Story by Ford Fischer and Alejandro Alvarez

Aaron Traywick wore the same dapper suit with a ruby boutonnière across three days of a radical science convention – but on Sunday night, Treywick himself took the stage – pantless – to inject himself with an experimental treatment he hoped would one day close the book on one of Earth’s most virulent diseases.

Gabriel Licinia Prepares the Injection

Traywick – who has been infected with herpes for five years – volunteered as the first human subject to try a research compound produced by Ascendance Biomedical, a maverick biotech firm he founded and continues to lead.

According to the World Health Organization, over half of the human race is infected with some form of the herpes simplex virus.

Joined by a team of young researchers, Traywick inoculated himself on Sunday in front of a live audience to conclude the three-day BDYHAX, a “celebration of human enhancement, transhumanism, and biohacking” in Austin.
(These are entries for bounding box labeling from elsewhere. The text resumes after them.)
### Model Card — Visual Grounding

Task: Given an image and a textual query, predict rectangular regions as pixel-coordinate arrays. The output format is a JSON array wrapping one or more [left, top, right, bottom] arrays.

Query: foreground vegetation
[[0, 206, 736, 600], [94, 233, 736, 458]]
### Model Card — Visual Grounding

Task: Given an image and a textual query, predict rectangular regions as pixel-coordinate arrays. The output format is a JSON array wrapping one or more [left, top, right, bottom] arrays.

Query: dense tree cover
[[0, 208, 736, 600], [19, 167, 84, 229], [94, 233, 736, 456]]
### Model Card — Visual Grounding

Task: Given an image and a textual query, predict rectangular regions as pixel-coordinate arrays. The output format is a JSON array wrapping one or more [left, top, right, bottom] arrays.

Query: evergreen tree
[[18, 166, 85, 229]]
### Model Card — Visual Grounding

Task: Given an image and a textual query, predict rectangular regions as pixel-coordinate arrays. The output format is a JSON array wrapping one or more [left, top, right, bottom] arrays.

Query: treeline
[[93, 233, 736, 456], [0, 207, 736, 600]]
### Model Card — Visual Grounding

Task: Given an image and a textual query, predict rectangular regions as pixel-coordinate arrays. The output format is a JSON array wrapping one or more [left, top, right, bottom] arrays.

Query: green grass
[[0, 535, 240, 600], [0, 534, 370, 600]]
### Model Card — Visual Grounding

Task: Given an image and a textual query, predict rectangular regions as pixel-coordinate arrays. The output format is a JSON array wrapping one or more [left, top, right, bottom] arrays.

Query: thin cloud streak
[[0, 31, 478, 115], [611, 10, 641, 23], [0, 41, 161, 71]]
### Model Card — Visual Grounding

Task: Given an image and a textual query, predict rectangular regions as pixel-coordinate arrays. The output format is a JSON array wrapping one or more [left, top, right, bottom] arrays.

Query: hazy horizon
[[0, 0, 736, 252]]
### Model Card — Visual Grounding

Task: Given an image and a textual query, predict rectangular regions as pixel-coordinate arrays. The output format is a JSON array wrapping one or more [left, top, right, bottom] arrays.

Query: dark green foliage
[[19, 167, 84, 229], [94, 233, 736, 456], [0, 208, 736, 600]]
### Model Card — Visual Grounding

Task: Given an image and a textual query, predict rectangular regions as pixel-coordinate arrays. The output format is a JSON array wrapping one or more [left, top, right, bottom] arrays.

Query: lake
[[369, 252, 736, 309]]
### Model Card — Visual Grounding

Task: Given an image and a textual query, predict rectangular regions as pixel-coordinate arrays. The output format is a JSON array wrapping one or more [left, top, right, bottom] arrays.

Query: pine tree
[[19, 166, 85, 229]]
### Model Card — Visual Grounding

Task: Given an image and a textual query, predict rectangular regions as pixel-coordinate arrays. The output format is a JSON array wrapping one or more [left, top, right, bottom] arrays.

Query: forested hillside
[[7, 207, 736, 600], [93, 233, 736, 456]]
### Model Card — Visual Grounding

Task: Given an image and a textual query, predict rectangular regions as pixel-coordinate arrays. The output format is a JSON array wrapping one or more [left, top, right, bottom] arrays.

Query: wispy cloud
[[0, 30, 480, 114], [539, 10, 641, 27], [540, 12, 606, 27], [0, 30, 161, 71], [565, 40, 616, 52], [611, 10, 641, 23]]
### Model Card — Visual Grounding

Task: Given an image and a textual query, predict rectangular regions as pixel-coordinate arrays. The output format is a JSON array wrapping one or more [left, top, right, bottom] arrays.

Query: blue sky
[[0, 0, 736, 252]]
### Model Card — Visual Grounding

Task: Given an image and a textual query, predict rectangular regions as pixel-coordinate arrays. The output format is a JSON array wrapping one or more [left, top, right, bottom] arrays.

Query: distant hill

Lab manager Gabriel Licina prepared the vaccine on location during a question-and-answer session.

Traywick said his tentative cure works by interacting with the body’s immune system and blocking glycoprotein D, a structural component of the herpes virus that allows for its entry into host cells. Andreas Stuermer, the project’s lead researcher, will receive a version of the vaccine designed for infection-free individuals at a later date.

Traywick Injects the Compound
Photo from a News2Share GoPro attached during the procedure

“The procedure itself is a simple one,” Traywick told News2Share. “If my herpes goes away, and the vaccine remains detectable in the blood upon subsequent lab analysis, we know it works as a cure. For Andreas, so long as the same happens, and he still doesn’t have herpes, then we have 90 percent of the data necessary to prove the vaccine works.”

The serum is the culmination of a years-long research and development phase in a small shared laboratory space outside of downtown Austin. Traywick’s project is wholly independent, with no direction or oversight from academic or corporate entities – a maverick attitude its researchers prided themselves on, despite criticism from some over a lack of ethical accountability.

“It’s ridiculously faster,” Traywick said. “We set the pace, and we aren’t constrained by anyone’s desire to complicate the research and the developmental pipeline to profit. It gets us as fast as possible to the exact place independent and corporate investors would really want us to be – a place where we have raw, valid human data verifying the safety and efficacy of a given therapy.”

Last year, Traywick’s experimental HIV gene therapy made headlines after volunteer Tristan Roberts self-administered the compound in a trial streamed exclusively by News2Share. That venture drew heat from the medical community, who raised concerns about unregulated self-experimentation.

The Food and Drug Administration responded with a thinly-veiled swipe that, while avoiding specific mention of Traywick’s experiment, expressed concern about the safety of self-administered gene therapies and advised consumers to refrain from undergoing treatments not approved or studied “under appropriate regulatory oversight.

But production specialist Machiavelli Davis regarded the absence of a corporate or academic hierarchy as a strength, not a weakness. “Working with a tight knit team of passionate friends is also a far better experience than just being brought together because of a corporate job,” Davis said, noting that each of the team’s members had prior experience with self-experimentation.

Ascendence Biomedical’s Team

The results of the HIV trial are yet to be determined, but Roberts will proceed into his treatment’s next phase later this month by injecting a dose Traywick described as 250-500 times more potent than the first.

As for Traywick, diagnostics on the effectiveness of the herpes vaccine start in two weeks. “We will be able to confirm the presence of the herpes and whatever concentration it’s at – if it’s moving, if it’s going up or down,” he said. “We’ll also be able to confirm the presence of the vaccine itself.”

With Stuerme also testing the vaccine soon, Traywick said a resolute victory would see both he and his friend virus-free.